Im vorherigen Kapitel haben wir uns damit beschäftigt, Fehler, die bei der Übertragung von Daten entstehen, zu finden und zu korrigieren. Dabei haben wir uns zwei Arten von Kodierungen angeschaut:

  • Fehlererkennende Kodierungen sind darauf ausgelegt, dass Fehler in der Kodierung von Information erkannt werden können. Bei aufgetretenem Fehler in dieser Kodierung müssen die Daten neu angefragt werden, um mit dem Fehler umgehen zu können.

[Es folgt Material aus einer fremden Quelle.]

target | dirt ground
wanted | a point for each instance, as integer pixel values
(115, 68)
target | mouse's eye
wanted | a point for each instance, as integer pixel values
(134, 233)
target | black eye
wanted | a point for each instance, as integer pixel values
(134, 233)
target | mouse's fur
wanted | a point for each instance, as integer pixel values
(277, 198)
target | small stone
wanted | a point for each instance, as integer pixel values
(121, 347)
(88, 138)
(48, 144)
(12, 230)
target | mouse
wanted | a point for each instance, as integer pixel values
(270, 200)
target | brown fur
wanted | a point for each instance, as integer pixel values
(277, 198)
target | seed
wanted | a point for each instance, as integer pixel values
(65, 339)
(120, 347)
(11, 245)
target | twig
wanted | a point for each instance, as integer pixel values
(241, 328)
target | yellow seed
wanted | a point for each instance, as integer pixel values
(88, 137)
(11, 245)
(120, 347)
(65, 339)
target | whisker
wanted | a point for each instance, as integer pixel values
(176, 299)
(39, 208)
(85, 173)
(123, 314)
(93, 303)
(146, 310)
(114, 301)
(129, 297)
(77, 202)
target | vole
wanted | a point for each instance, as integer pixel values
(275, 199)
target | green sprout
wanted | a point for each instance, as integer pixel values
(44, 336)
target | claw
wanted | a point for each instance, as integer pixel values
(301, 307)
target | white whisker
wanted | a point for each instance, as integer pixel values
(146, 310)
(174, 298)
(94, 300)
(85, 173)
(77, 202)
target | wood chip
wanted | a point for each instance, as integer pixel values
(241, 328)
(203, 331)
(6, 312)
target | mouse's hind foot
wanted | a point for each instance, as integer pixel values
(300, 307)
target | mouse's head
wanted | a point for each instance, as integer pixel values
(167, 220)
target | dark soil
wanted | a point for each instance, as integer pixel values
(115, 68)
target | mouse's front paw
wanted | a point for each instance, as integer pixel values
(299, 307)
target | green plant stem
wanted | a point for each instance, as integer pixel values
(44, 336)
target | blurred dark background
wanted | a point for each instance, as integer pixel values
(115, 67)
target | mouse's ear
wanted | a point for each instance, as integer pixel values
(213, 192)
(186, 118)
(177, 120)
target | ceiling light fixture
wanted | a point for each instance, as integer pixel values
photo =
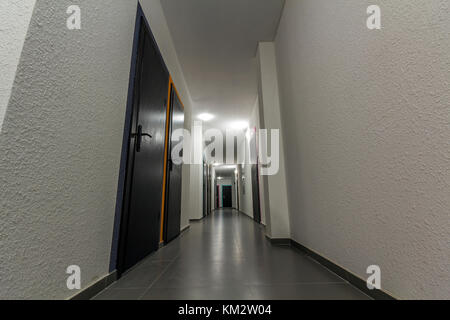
(239, 125)
(205, 117)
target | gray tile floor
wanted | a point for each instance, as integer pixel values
(226, 256)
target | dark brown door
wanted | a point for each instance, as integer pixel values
(174, 172)
(227, 201)
(140, 227)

    • Fehlerkorrigierende Kodierungen gehen einen Schritt weiter, indem Fehler nicht nur erkannt, sondern auch korrigiert werden können. Dies ist von Vorteil, da bei aufgetretenen Fehlern die Daten nicht direkt neu angefragt werden müssen, sondern in einigen Fällen direkt korrigiert werden können. Dabei haben wir für die fehlerkorrigierenden Kodierungen den Kartentrick gesehen; dies ist eine einfache Konstruktion für 1-fehlerkorrigierende Kodierungen. In der Praxis besteht jedoch keine Garantie, dass bei der Übertragung von Daten höchstens ein Fehler geschieht und somit nur ein Bit geändert wird. In diesem Kapitel wollen wir uns einer neuen Herausforderung stellen und Herangehensweisen betrachten, um mehr als nur einen Fehler korrigieren zu können. Eines der Ziele dieses Kapitels ist, Techniken zu erarbeiten, die uns erlauben, mehrere Fehler zu korrigieren. Bevor wir damit anfangen, wollen wir uns zuerst damit beschäftigen, wie oft wir mehrere Fehler beobachten können und diese dementsprechend korrigieren wollen.